The dinner bell interrupted them not long after, and Mena decided she and the sweet valet had made sufficient progress.

“Miss Mena,” Jani exclaimed upon opening the door.

She looked up from her dressing table, where she hastened to tidy her coiffure.

“This was left in the hallway outside your room.”

What lay in his hands instantly softened the sharp edges of her heavy thoughts, and brought back the memory of her encounter with the marquess.

And the heat.

Standing, Mena reached for the tidy, if indelicately arranged, bouquet of the very same flowers she’d abandoned that afternoon. There was no note, no card, and nothing but a small knot made from the Mackenzie plaid to hold them together.

But there was no question as to just who had left them at her door. And as she wrapped careful fingers around the fat stems of the few roses, Mena noticed something that melted the very cockles of her careful heart.

Ravencroft had stripped them of every thorn.

 

 

CHAPTER EIGHT

Liam ran his hands through the soft green of the fresh peat moss and tried not to compare it to the vibrant shade of Miss Lockhart’s eyes. Was this the newest torment to his endless search for peace? Was there no escaping the lass? He couldn’t even examine something as innocuous as fucking moss without conjuring some part of her to his mind. She’d been at Ravencroft two weeks, and he could barely get through dinner every night without hiding arousal beneath the table.

Crushing the soft little buds in his hand, he growled at Russell. “Just how many barrels of peat did Grindall order?”

“Enough to roast the entire harvest,” his steward said carefully. “He said he discussed it with ye.”

“I’ve no memory of that.”

Russell swiped his hat off, revealing tufts of wild orange hair, and scratched his scalp nervously. “Well, if ye doona mind me saying so, my laird, ye’ve been a bit … distracted lately.”

Distracted by a ripe mouth and a round arse.

“I do mind ye saying so.” Because it was true. He’d always been a focused, driven, and determined man, and no tempting wee English lass was going to change that.

The Ravencroft distillery had almost collapsed under the drunken tyranny of his father, and Liam would be goddamned if he added the failure of the livelihood of so many to his already tainted legacy.

Employing a breathing technique he’d learned from an Indian guru, he took a breath in through his nose, and counted slowly as he controlled the exhale with his throat.

Russell likewise employed another tactic. “This shipment was expensive, and we could barely afford it due to the new copper mash tuns for the barley we acquired last year without dipping into the tenant rents.

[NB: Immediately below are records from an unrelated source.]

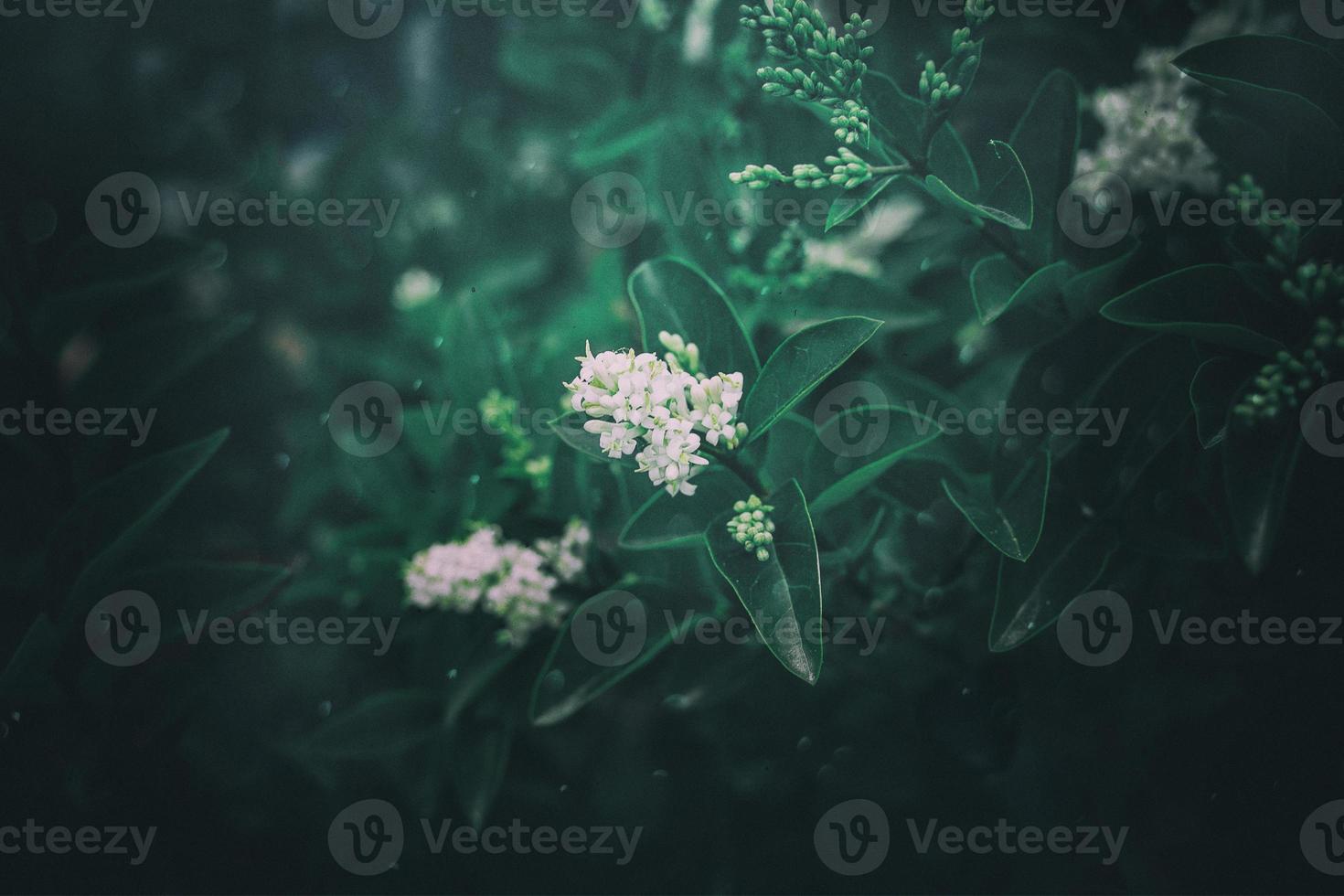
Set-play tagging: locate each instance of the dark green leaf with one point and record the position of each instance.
(1210, 303)
(113, 515)
(857, 446)
(1046, 140)
(1211, 394)
(783, 594)
(1012, 518)
(571, 680)
(1004, 194)
(1258, 464)
(1070, 559)
(798, 366)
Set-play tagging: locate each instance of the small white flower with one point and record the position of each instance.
(666, 404)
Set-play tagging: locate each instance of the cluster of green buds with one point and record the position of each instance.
(978, 12)
(1283, 234)
(815, 62)
(785, 269)
(943, 88)
(934, 88)
(680, 355)
(1315, 285)
(847, 169)
(752, 527)
(1283, 384)
(522, 458)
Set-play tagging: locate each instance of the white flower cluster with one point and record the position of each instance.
(504, 578)
(666, 404)
(1149, 132)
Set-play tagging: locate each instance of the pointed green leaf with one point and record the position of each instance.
(1046, 140)
(851, 202)
(857, 446)
(1210, 303)
(798, 366)
(679, 521)
(108, 520)
(1004, 192)
(783, 594)
(1258, 465)
(1212, 391)
(1012, 520)
(672, 294)
(655, 617)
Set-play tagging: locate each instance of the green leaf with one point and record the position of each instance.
(672, 294)
(901, 121)
(1260, 68)
(798, 366)
(125, 375)
(108, 520)
(93, 278)
(851, 202)
(1087, 291)
(857, 446)
(571, 430)
(28, 669)
(1046, 140)
(1070, 559)
(1210, 303)
(1006, 192)
(1211, 394)
(677, 521)
(997, 286)
(1149, 386)
(783, 594)
(569, 680)
(378, 729)
(1011, 520)
(1258, 465)
(195, 586)
(1283, 83)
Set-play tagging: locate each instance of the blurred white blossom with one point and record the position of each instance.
(504, 579)
(666, 404)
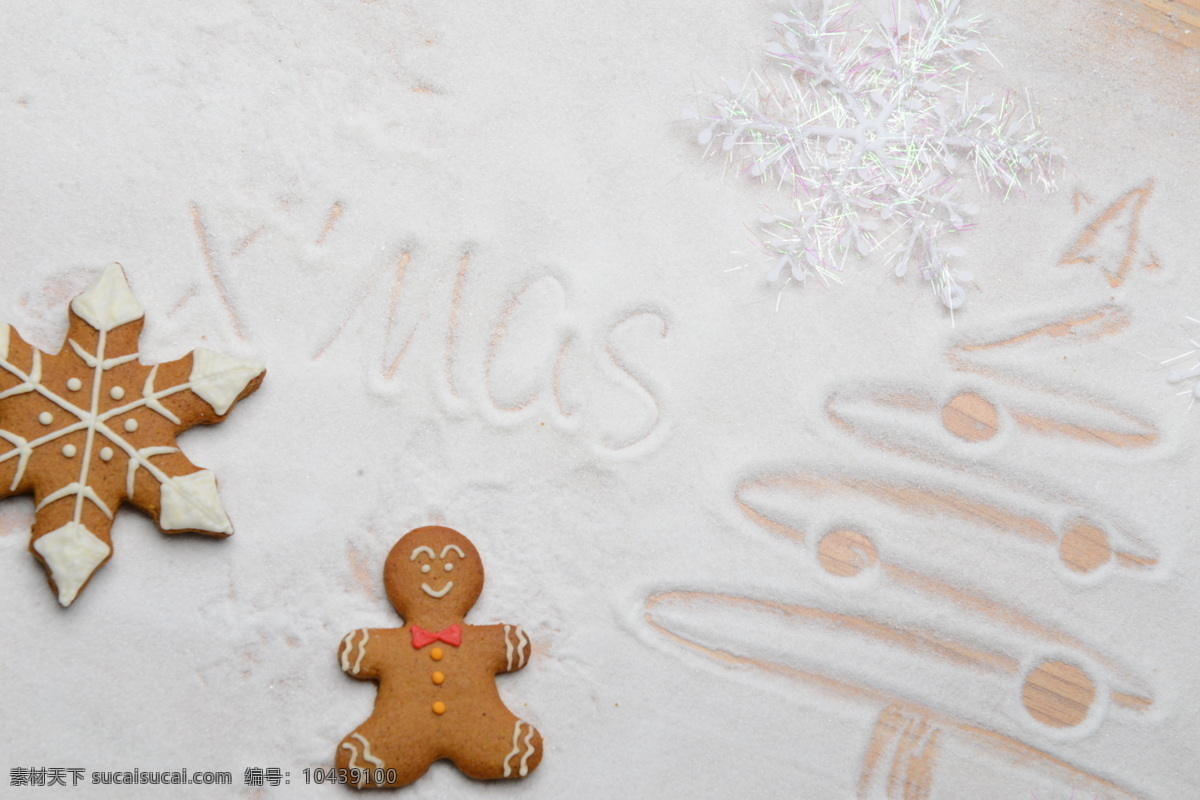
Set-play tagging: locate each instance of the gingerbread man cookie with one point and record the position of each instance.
(437, 675)
(91, 427)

Grindall said that the peat would hasten the kiln fire of the barley and add smoke to the taste. So many of the Highland distilleries are implementing the practice.”

Goddammit. He’d wanted the distillery to be self-sustaining. He’d do anything to avoid dipping into his other sources of income.

Liam looked to his right, counting a few bricks of the warehouse which held rows upon rows of aging Scotch in their blond oak casks, then back to the kiln fires over which he was aiding Thomas Campbell, the cooper, in assembling and charring the insides of the imported casks for this year’s offering of spirits. The work was backbreaking for most men, but Liam found that he appreciated the mental monotony of it. Once Andrew fit the wet slats of oak into the bottom ring, he passed them to Thomas Campbell to char the inside over the flame.